Industri yang biasanya menggunakan 3103 meliputi pelapisan arsitektural, fabrikasi umum, komponen HVAC, dan barang konsumen yang membutuhkan penarikan dalam atau pembentukan signifikan. Insinyur memilih 3103 dibandingkan paduan yang lebih murni ketika peningkatan performa mekanik moderat diperlukan tanpa mengorbankan kemampuan bentuk atau menambah biaya secara signifikan dibandingkan paduan 1xxx dan 3xxx yang umum.
Varian Temper
| Temper | Tingkat Kekuatan | Elongasi | Kemampuan Bentuk | Kemampuan Las | Catatan |
|---|---|---|---|---|---|
| O | Rendah | Tinggi | Istimewa | Istimewa | Kondisi annealed; keuletan maksimum untuk pembentukan |
| H14 | Sedang | Sedang | Sangat Baik | Istimewa | Pengerasan regangan ringan; umum untuk bagian yang ditarik |
| H18 | Tinggi | Lebih Rendah | Baik | Istimewa | Pengerasan kerja lebih berat untuk kekakuan tambahan |
| H24 | Sedang | Sedang | Sangat Baik | Istimewa | Pengerasan regangan dan sebagian annealed untuk keseimbangan |
| H22 / H26 | Sedang–Tinggi | Sedang–Rendah | Baik | Istimewa | Tingkat pengerasan menengah yang biasa dipasok |
Temper pada 3103 mengubah sifat hampir sepenuhnya melalui pengerjaan dingin; kondisi O (annealed) memberikan keuletan dan kemampuan bentuk terbaik, sedangkan varian temper H secara bertahap meningkatkan kekuatan luluh dan tarik.

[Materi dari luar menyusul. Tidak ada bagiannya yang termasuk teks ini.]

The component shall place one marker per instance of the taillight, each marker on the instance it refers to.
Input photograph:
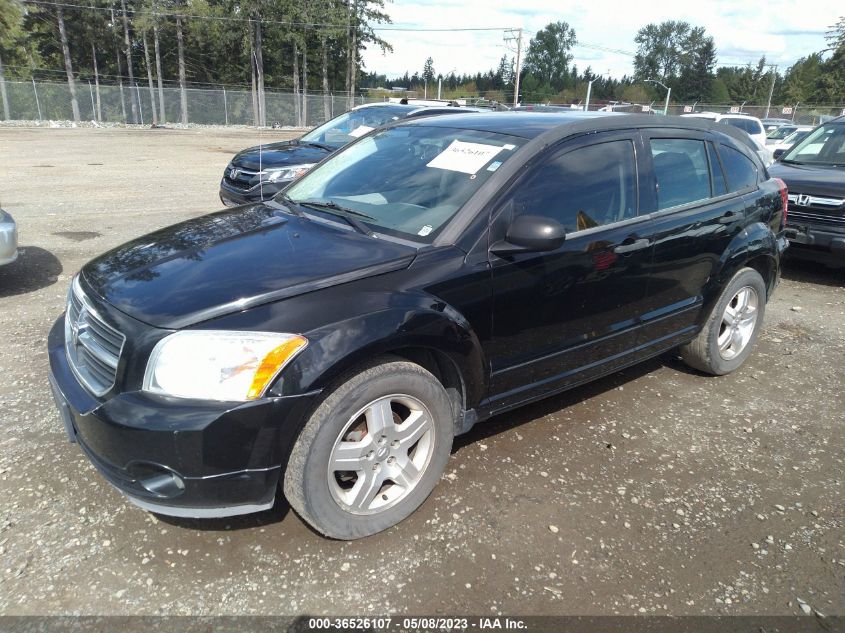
(784, 199)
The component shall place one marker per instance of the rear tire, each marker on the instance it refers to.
(372, 451)
(729, 334)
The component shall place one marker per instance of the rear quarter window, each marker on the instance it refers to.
(740, 171)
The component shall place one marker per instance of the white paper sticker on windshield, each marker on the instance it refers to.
(360, 131)
(466, 158)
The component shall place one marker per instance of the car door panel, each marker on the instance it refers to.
(563, 315)
(689, 244)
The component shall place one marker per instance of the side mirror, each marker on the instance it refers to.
(531, 234)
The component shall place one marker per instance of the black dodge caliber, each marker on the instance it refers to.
(259, 173)
(332, 342)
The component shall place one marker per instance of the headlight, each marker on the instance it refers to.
(219, 365)
(286, 173)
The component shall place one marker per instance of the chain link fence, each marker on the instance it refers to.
(50, 101)
(805, 114)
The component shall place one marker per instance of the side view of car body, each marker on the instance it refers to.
(814, 171)
(8, 238)
(259, 173)
(428, 276)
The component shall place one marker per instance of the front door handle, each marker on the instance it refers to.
(630, 245)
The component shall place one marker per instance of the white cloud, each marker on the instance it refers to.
(782, 30)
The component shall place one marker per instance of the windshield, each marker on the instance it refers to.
(406, 181)
(349, 126)
(795, 137)
(781, 132)
(824, 146)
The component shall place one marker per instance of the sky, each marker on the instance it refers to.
(743, 30)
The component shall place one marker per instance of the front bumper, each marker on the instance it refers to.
(232, 196)
(179, 457)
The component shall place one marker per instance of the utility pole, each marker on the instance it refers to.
(510, 36)
(771, 89)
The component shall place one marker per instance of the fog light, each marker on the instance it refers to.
(157, 480)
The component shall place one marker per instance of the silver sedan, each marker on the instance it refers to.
(8, 238)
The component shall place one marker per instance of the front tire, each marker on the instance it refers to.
(372, 451)
(733, 327)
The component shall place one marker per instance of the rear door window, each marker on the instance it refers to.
(718, 184)
(682, 171)
(582, 188)
(740, 170)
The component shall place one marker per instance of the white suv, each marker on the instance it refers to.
(749, 124)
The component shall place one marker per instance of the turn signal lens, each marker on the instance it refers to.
(273, 363)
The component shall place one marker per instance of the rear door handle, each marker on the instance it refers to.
(630, 245)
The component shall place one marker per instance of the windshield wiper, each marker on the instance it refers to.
(320, 145)
(289, 205)
(330, 206)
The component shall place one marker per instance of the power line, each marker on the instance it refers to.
(225, 18)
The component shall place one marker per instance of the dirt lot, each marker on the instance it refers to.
(655, 491)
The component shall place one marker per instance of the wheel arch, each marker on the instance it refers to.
(755, 247)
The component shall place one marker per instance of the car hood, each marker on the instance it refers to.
(232, 260)
(822, 181)
(279, 155)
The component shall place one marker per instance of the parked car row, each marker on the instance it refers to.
(259, 173)
(420, 279)
(814, 171)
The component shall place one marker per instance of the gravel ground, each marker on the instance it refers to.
(657, 490)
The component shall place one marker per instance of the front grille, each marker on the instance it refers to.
(93, 346)
(821, 203)
(833, 220)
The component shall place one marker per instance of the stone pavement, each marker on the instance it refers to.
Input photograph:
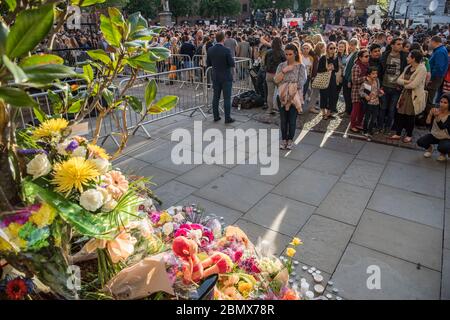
(354, 204)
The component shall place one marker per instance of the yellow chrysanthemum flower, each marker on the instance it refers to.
(98, 152)
(50, 128)
(13, 229)
(290, 252)
(44, 216)
(296, 242)
(74, 174)
(245, 288)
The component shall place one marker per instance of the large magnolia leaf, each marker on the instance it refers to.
(49, 72)
(85, 222)
(99, 55)
(30, 28)
(16, 97)
(86, 3)
(41, 59)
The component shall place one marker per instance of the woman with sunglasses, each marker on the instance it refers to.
(329, 96)
(290, 74)
(359, 73)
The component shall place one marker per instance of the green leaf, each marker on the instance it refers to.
(41, 59)
(143, 34)
(88, 72)
(135, 104)
(159, 53)
(99, 55)
(167, 103)
(4, 31)
(29, 29)
(108, 96)
(49, 72)
(16, 97)
(137, 22)
(86, 223)
(150, 92)
(55, 101)
(39, 114)
(146, 66)
(12, 4)
(75, 107)
(86, 3)
(16, 71)
(110, 31)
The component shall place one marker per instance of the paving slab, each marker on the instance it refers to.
(172, 192)
(230, 216)
(324, 242)
(413, 178)
(363, 173)
(253, 171)
(280, 214)
(345, 203)
(236, 192)
(277, 241)
(445, 286)
(399, 280)
(300, 153)
(328, 161)
(400, 238)
(157, 175)
(415, 158)
(408, 205)
(202, 175)
(375, 152)
(306, 185)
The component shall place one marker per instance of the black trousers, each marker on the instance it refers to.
(403, 121)
(427, 140)
(370, 116)
(347, 97)
(288, 121)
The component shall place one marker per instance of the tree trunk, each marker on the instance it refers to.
(9, 192)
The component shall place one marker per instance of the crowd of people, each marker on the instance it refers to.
(390, 80)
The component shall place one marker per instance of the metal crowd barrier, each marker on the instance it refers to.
(193, 86)
(181, 83)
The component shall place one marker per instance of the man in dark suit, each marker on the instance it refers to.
(222, 62)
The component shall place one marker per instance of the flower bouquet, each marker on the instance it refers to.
(74, 197)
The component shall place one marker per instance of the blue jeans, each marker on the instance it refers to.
(288, 121)
(388, 108)
(224, 87)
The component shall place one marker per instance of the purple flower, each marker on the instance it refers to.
(154, 217)
(72, 146)
(30, 152)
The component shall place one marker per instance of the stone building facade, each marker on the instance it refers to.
(360, 5)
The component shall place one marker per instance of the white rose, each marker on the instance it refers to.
(61, 147)
(102, 165)
(91, 200)
(79, 152)
(39, 166)
(168, 228)
(109, 206)
(178, 218)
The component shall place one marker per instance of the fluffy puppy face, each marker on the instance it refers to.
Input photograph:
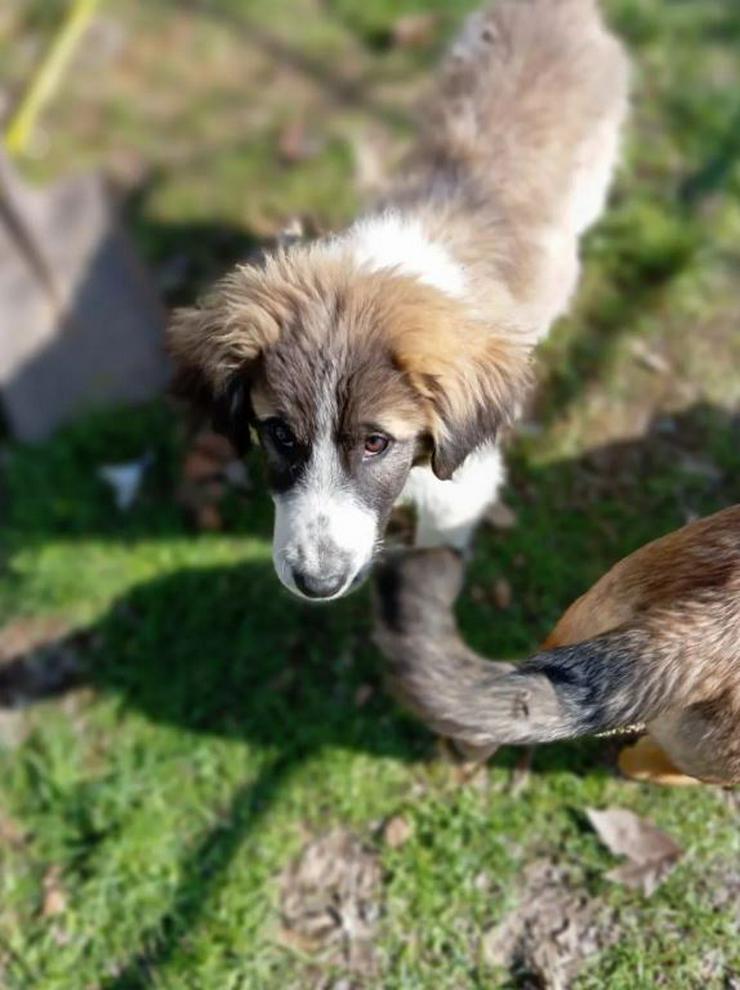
(348, 378)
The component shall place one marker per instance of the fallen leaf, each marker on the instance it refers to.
(650, 359)
(397, 831)
(501, 593)
(54, 899)
(651, 854)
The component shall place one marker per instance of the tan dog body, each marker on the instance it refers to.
(656, 641)
(409, 334)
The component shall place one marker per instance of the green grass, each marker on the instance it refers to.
(218, 721)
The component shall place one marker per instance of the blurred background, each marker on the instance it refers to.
(174, 729)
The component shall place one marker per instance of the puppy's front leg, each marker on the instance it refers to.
(449, 511)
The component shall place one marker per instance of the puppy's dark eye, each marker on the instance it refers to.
(282, 435)
(375, 443)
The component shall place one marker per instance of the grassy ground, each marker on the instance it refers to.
(146, 816)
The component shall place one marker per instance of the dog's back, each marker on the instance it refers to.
(519, 139)
(530, 102)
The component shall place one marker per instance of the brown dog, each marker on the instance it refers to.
(655, 642)
(376, 365)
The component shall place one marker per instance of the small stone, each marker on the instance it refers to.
(397, 831)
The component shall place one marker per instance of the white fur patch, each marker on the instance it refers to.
(448, 511)
(321, 529)
(391, 240)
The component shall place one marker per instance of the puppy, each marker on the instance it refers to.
(655, 643)
(378, 364)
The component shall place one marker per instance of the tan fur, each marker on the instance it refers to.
(523, 118)
(452, 361)
(655, 641)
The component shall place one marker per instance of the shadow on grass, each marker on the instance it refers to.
(221, 650)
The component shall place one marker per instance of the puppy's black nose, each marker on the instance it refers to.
(318, 585)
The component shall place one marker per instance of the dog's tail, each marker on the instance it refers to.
(618, 679)
(529, 104)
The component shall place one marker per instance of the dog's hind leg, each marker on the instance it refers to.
(449, 511)
(647, 762)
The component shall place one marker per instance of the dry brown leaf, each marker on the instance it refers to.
(415, 30)
(397, 831)
(54, 899)
(651, 854)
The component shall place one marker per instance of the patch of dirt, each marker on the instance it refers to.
(650, 853)
(556, 928)
(330, 903)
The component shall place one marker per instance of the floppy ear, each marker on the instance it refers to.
(472, 380)
(215, 347)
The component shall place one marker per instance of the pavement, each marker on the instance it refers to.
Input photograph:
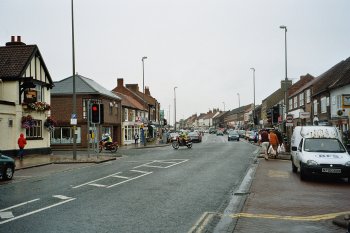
(260, 185)
(82, 156)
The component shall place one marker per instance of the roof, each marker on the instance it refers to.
(301, 83)
(337, 76)
(83, 85)
(14, 60)
(128, 101)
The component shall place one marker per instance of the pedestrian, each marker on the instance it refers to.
(265, 142)
(274, 142)
(136, 138)
(22, 142)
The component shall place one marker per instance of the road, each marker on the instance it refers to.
(146, 190)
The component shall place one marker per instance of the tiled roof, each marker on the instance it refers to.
(83, 85)
(336, 76)
(302, 82)
(128, 101)
(14, 59)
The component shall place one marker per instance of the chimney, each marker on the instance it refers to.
(120, 82)
(147, 91)
(133, 87)
(15, 41)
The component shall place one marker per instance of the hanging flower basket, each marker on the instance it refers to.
(27, 122)
(39, 106)
(50, 124)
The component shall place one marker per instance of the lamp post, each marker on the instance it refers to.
(239, 106)
(285, 60)
(254, 95)
(143, 83)
(175, 109)
(74, 94)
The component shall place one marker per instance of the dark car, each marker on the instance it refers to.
(219, 133)
(233, 136)
(7, 167)
(195, 136)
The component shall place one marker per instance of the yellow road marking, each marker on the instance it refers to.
(292, 218)
(278, 174)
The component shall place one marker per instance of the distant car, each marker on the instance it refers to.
(233, 136)
(219, 133)
(7, 167)
(195, 136)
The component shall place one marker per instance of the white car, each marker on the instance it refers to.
(317, 150)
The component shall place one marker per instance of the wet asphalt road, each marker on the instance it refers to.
(147, 190)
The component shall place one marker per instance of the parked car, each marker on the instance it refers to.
(7, 167)
(219, 133)
(318, 150)
(233, 135)
(195, 136)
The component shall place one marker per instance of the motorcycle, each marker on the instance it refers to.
(181, 142)
(112, 147)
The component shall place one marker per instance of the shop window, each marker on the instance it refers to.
(35, 131)
(64, 135)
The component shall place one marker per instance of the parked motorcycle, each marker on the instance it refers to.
(112, 147)
(180, 142)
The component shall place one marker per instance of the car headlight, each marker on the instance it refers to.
(311, 163)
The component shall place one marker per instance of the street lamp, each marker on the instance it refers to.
(285, 60)
(175, 109)
(239, 106)
(74, 93)
(143, 83)
(254, 95)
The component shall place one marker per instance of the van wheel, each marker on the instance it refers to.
(303, 175)
(294, 168)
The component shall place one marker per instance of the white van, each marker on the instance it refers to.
(318, 150)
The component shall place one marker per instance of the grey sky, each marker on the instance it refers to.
(204, 47)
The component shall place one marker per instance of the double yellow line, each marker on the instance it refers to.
(291, 218)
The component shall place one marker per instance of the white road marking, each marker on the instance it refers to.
(7, 214)
(62, 197)
(145, 174)
(98, 185)
(36, 211)
(121, 177)
(23, 203)
(93, 181)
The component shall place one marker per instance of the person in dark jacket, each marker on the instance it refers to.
(22, 142)
(265, 142)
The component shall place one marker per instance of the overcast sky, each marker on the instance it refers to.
(204, 47)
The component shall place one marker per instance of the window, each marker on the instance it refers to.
(86, 106)
(39, 95)
(301, 99)
(64, 135)
(125, 114)
(35, 131)
(308, 96)
(315, 107)
(323, 104)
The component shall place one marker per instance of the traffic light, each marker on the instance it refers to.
(275, 114)
(269, 116)
(95, 113)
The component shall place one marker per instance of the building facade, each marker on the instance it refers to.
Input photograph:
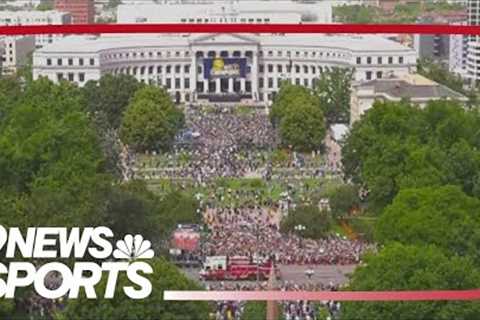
(217, 11)
(417, 89)
(222, 67)
(82, 11)
(16, 52)
(18, 18)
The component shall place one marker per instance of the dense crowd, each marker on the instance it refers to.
(219, 143)
(254, 231)
(289, 310)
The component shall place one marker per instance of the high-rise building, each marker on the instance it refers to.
(473, 55)
(82, 11)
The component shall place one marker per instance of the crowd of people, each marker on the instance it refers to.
(254, 232)
(220, 143)
(289, 310)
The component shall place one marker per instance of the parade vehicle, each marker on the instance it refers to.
(184, 246)
(236, 268)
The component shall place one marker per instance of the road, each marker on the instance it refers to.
(296, 273)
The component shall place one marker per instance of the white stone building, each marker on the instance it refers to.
(18, 18)
(222, 67)
(16, 52)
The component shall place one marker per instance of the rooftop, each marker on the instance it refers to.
(412, 87)
(93, 44)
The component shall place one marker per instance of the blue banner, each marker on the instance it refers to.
(224, 68)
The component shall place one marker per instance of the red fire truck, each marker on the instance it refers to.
(235, 268)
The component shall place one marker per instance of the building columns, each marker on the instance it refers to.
(254, 76)
(193, 77)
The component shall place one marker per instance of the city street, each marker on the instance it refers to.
(323, 274)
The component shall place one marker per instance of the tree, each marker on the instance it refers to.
(110, 96)
(354, 14)
(399, 267)
(51, 165)
(303, 128)
(151, 120)
(132, 208)
(47, 139)
(290, 97)
(317, 222)
(343, 199)
(398, 145)
(443, 216)
(333, 90)
(255, 310)
(165, 276)
(7, 308)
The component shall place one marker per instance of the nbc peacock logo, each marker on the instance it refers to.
(133, 248)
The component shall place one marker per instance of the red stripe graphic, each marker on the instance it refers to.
(274, 28)
(239, 28)
(443, 295)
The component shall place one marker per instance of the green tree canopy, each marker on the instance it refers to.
(333, 90)
(132, 208)
(50, 162)
(165, 276)
(297, 113)
(343, 199)
(315, 221)
(443, 216)
(398, 145)
(399, 267)
(151, 120)
(47, 139)
(110, 96)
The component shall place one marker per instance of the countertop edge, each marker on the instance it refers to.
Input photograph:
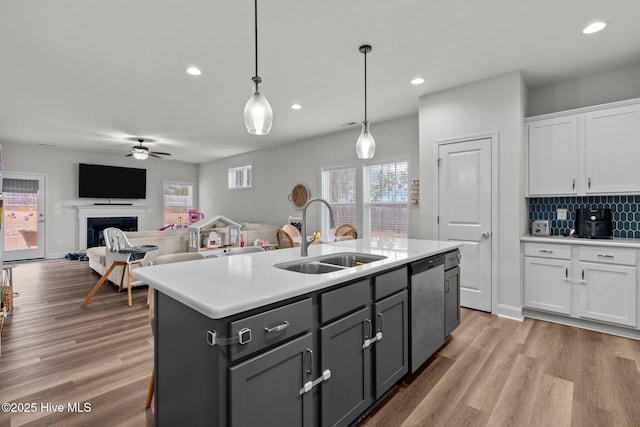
(565, 240)
(200, 304)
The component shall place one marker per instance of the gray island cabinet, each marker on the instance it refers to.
(314, 351)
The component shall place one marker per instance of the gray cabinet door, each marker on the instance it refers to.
(347, 393)
(451, 300)
(391, 353)
(265, 390)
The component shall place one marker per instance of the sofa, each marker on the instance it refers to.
(170, 242)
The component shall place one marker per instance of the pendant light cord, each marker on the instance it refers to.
(365, 85)
(255, 3)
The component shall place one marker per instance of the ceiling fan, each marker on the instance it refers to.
(140, 152)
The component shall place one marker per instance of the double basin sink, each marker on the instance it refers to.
(329, 263)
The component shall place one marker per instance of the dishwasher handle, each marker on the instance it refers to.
(426, 264)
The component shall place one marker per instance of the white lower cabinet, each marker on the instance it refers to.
(590, 282)
(607, 293)
(547, 285)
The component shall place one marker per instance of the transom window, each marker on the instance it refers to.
(240, 177)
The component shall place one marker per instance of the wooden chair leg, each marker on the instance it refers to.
(124, 270)
(129, 284)
(128, 267)
(151, 387)
(97, 286)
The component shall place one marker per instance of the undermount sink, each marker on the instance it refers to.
(329, 263)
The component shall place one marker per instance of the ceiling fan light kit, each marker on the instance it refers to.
(140, 152)
(258, 115)
(365, 145)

Temper T yang dapat diperlakukan panas tidak berlaku pada paduan mangan 3xxx seperti pada sistem Al-Mg-Si atau Al-Cu, sehingga pilihan temper difokuskan pada kombinasi pengerjaan dingin dan annealing pemulihan.
Komposisi Kimia
| Unsur | Rentang % | Catatan |
|---|---|---|
| Si | 0.20–0.60 | Tingkat impuritas; peningkatan Si sedikit meningkatkan kekuatan tapi mengurangi keuletan |
| Fe | 0.40–1.20 | Impuritas umum yang membentuk intermetalik dan dapat mengurangi elongasi |
| Mn | 0.80–1.50 | Unsur paduan utama; memberikan penguatan larutan padat dan kontrol struktur butir |
| Mg | 0.05–0.50 | Jumlah kecil dapat membantu kekuatan; bukan mekanisme pengerasan utama |
| Cu | 0.05–0.20 | Cu rendah terkontrol untuk membatasi kerentanan korosi lokal |
| Zn | 0.05–0.30 | Minor; dijaga rendah untuk menghindari pengerasan presipitasi tidak diinginkan |
| Cr | maks 0.05 | Tingkat jejak untuk mengontrol rekristalisasi pada beberapa produk |
| Ti | maks 0.05 | Penghalus butir dalam proses pengecoran atau tempa tertentu |
| Lainnya | Balance Al, residu | Termasuk unsur jejak seperti Pb, Sn dikontrol sesuai spesifikasi |
Tingkat mangan adalah kontrol komposisi yang menentukan pada 3103 dan bertanggung jawab atas sebagian besar perbedaan mekanik paduan ini dibandingkan paduan yang lebih murni. Silikon dan besi merupakan residu khas dari bahan baku dan proses manufaktur; morfologi dan ukuran intermetaliknya mempengaruhi keuletan dan kemampuan bentuk pada komponen yang ditarik atau ditarik dalam.
Sifat Mekanik
Dalam kondisi annealed, 3103 menunjukkan kekuatan tarik dan luluh yang sedang dengan elongasi relatif tinggi, sehingga cocok untuk operasi pembentukan dan penarikan. Pengerjaan dingin hingga tingkat temper H meningkatkan kekuatan luluh dan tarik dengan mengorbankan keuletan, memungkinkan perancang memilih kompromi antara kekakuan dan kemampuan bentuk. Kekerasan berkorelasi dengan temper dan biasanya berada di kisaran Brinell rendah untuk temper O, meningkat dengan temper H yang lebih tinggi; kekuatan lelah sedang dan tergantung pada finis permukaan serta pengerjaan dingin.
Ketebalan mempengaruhi respons mekanik: lembaran lebih tipis dapat ditarik lebih mudah dan mengalami pengerasan kerja lebih merata, sementara plat atau ekstrusi yang lebih tebal mempertahankan ukuran butir lebih besar dan mungkin menunjukkan tegangan residu lebih tinggi setelah pembentukan. Zona terpengaruh panas dari pengelasan umumnya tidak rentan terhadap pengerasan rapuh karena paduan tidak bergantung pada pengerasan presipitasi, tetapi pelunakan lokal dari annealing daerah pengerasan kerja dapat terjadi di dekat las.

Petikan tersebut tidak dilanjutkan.